De inspecteur heeft bij uitspraak op bezwaar van 30 mei 2017 de naheffingsaanslag vernietigd en een kostenvergoeding toegekend van € 246. Belanghebbende is in bezwaar niet gehoord. De inspecteur heeft ook bij afzonderlijke uitspraak van 30 mei 2017 het bezwaar tegen de voldoening op aangifte niet-ontvankelijk verklaard en ambtshalve beslist dat recht bestaat op een teruggave van € 314.
De rechtbank heeft in de zaak 17/4892 (voldoening op aangifte) het beroep gegrond verklaard, de uitspraak op bezwaar vernietigd, zich onbevoegd verklaard om te oordelen over de beslissing(en) inzake een verzoek om ambtshalve teruggaaf, waaronder een eventuele rentevergoeding. Voorts heeft de rechtbank in de zaak 17/4893 (naheffingsaanslag) het beroep ongegrond verklaard, zich onbevoegd verklaard over de verzochte rentevergoeding en beslist dat de inspecteur een rentevergoeding is verschuldigd over het bedrag aan kostenvergoeding van € 246 indien dit bedrag niet tijdig is vergoed. In beide zaken heeft de rechtbank een immateriële schadevergoeding en een veroordeling in de proceskosten uitgesproken.

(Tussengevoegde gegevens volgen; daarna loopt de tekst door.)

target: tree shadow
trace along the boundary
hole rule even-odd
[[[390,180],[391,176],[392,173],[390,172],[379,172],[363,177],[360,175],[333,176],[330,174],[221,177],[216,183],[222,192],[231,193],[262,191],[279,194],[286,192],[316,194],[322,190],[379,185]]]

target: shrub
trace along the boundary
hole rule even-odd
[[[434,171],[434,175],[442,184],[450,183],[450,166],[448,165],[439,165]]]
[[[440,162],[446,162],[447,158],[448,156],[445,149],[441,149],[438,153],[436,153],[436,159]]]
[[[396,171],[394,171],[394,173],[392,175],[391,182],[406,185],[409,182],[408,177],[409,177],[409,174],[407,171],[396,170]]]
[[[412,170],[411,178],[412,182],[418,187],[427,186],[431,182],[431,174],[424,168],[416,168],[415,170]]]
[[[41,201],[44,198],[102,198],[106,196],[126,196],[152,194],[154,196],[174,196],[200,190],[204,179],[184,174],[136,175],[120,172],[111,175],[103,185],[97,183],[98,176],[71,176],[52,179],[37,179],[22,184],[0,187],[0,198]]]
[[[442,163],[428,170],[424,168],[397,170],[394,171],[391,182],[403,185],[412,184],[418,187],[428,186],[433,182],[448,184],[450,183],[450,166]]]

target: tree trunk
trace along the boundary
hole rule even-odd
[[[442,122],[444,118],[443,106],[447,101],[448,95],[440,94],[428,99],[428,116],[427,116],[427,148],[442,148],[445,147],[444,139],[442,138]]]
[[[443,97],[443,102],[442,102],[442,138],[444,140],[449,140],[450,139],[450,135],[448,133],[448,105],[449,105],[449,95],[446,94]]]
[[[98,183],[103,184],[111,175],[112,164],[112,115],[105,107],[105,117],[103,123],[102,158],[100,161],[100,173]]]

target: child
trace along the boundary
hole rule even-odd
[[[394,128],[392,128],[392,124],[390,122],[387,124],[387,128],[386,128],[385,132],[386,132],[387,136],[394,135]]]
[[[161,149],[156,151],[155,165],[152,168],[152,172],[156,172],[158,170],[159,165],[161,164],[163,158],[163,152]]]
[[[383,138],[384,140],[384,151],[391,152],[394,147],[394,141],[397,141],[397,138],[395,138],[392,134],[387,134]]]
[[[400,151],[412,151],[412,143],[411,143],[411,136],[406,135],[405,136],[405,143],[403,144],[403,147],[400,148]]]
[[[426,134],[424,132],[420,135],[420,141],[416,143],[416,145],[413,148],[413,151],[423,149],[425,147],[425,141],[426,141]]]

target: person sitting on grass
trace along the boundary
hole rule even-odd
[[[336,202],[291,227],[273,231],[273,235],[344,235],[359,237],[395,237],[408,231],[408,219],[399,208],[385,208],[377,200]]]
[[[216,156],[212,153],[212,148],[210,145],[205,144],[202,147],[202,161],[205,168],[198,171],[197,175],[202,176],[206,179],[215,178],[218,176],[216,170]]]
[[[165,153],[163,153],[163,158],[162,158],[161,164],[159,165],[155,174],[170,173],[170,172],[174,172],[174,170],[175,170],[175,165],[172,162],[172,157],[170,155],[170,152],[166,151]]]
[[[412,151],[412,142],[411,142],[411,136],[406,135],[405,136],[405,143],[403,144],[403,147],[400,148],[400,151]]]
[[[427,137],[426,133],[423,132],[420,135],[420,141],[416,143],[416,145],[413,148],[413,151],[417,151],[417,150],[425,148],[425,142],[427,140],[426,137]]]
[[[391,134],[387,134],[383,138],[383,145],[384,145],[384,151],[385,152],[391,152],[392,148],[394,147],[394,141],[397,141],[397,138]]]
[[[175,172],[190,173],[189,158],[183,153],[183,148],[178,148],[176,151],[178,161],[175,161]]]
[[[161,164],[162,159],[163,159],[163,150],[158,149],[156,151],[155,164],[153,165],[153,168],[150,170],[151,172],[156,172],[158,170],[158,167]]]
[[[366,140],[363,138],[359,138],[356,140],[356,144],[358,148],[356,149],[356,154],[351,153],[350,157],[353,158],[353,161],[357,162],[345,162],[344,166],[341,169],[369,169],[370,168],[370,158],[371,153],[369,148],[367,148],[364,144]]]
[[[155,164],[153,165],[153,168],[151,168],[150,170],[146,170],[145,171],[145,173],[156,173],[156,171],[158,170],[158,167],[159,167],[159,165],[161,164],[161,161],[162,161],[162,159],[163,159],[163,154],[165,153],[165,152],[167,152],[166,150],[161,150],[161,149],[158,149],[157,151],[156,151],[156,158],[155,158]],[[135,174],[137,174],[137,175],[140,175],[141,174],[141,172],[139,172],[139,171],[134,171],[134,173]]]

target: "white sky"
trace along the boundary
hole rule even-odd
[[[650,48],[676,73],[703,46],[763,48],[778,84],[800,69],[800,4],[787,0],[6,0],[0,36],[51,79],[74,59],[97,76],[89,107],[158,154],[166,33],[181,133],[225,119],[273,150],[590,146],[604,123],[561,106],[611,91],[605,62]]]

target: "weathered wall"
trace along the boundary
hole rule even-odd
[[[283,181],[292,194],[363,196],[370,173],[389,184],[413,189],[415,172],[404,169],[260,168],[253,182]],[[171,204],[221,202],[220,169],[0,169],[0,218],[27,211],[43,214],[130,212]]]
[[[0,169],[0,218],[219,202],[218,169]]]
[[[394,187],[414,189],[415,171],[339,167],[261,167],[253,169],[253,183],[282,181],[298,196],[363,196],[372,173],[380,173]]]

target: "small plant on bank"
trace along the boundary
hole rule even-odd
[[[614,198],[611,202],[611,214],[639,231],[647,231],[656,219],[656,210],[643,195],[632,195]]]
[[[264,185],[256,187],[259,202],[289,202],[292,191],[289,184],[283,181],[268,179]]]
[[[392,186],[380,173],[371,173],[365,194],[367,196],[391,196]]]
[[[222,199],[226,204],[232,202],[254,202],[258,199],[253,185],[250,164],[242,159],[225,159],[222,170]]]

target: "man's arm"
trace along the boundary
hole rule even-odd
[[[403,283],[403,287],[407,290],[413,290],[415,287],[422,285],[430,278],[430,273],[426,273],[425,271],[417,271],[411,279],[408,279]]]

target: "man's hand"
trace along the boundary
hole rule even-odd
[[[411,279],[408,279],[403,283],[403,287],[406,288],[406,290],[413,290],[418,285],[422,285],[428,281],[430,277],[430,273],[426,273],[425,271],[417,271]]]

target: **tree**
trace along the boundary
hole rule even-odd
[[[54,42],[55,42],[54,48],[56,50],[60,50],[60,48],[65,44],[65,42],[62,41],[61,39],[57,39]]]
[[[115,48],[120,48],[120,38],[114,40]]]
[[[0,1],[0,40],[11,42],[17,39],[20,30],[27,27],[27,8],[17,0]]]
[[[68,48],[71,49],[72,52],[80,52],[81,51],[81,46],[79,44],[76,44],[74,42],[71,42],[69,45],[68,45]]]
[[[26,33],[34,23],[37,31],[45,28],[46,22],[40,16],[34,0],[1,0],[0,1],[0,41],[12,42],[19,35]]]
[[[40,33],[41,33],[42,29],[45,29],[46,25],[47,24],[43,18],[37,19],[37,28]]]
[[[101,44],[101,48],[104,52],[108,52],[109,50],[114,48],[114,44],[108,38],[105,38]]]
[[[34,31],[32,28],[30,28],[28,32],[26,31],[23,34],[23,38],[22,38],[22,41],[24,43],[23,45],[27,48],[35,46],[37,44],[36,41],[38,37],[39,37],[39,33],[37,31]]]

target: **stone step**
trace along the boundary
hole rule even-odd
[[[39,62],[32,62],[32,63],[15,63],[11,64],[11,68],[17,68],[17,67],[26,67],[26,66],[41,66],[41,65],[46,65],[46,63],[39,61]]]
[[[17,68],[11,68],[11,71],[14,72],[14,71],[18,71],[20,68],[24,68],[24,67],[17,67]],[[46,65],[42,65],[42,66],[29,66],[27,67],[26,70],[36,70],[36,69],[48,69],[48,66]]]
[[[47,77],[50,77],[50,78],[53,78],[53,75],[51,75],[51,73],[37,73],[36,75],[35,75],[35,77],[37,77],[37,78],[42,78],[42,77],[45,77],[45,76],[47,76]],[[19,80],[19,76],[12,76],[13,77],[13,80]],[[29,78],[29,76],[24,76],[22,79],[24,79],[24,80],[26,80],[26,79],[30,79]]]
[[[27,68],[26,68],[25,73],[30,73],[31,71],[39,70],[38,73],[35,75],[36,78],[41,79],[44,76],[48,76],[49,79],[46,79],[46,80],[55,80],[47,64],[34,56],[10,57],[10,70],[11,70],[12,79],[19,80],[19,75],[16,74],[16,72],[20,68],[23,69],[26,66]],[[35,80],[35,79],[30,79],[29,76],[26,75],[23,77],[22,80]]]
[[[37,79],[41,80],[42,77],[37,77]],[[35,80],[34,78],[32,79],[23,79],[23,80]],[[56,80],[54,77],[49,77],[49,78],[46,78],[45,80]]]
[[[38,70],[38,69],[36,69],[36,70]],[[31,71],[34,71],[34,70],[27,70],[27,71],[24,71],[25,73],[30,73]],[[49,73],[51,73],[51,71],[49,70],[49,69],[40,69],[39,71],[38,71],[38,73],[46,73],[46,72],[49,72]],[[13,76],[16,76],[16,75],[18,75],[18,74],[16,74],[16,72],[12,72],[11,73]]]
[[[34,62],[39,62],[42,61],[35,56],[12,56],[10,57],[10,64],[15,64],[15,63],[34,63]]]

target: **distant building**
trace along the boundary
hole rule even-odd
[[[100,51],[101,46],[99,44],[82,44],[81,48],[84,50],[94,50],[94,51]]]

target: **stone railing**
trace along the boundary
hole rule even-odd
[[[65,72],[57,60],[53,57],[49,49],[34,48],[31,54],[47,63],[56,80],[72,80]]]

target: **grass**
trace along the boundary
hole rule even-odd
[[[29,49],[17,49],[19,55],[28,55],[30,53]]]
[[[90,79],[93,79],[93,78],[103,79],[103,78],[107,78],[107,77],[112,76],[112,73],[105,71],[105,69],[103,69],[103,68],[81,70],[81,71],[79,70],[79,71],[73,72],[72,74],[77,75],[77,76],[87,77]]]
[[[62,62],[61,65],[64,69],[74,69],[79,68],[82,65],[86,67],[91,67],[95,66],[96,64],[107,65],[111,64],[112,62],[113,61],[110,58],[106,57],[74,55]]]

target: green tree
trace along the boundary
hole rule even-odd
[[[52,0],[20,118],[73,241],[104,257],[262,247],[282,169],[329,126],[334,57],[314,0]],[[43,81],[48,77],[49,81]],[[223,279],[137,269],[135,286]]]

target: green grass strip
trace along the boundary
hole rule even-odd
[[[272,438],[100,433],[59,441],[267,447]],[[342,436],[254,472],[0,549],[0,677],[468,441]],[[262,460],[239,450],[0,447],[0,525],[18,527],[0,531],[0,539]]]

3 Geschil en conclusies van partijen
Het geschil betreft het antwoord op de volgende vragen:
1. Is de hoorplicht geschonden?
2. Bestaat recht op rentevergoeding over de ambtshalve verleende teruggaaf van belasting?
3. Bestaat recht op rentevergoeding over de vernietigde naheffingsaanslag?
4. Heeft belanghebbende recht op vergoeding van de werkelijke proceskosten?
5. Dient de beslissing over de immateriële schadevergoeding te worden genomen door andere rechters?
6. Is het heffen van griffierecht in strijd met het Unierecht?
7. Heeft belanghebbende recht op rentevergoeding over het terugbetaalde griffierecht?
8. Is het opleggen van een naheffingsaanslag nadat een belastbaar feit heeft plaatsgevonden in strijd met het Unierecht?
9. Is het verdedigingsbeginsel geschonden?
Belanghebbende concludeert tot vernietiging van de uitspraak van de rechtbank en vernietiging van de naheffingsaanslag. De inspecteur concludeert tot bevestiging van de uitspraak van de rechtbank.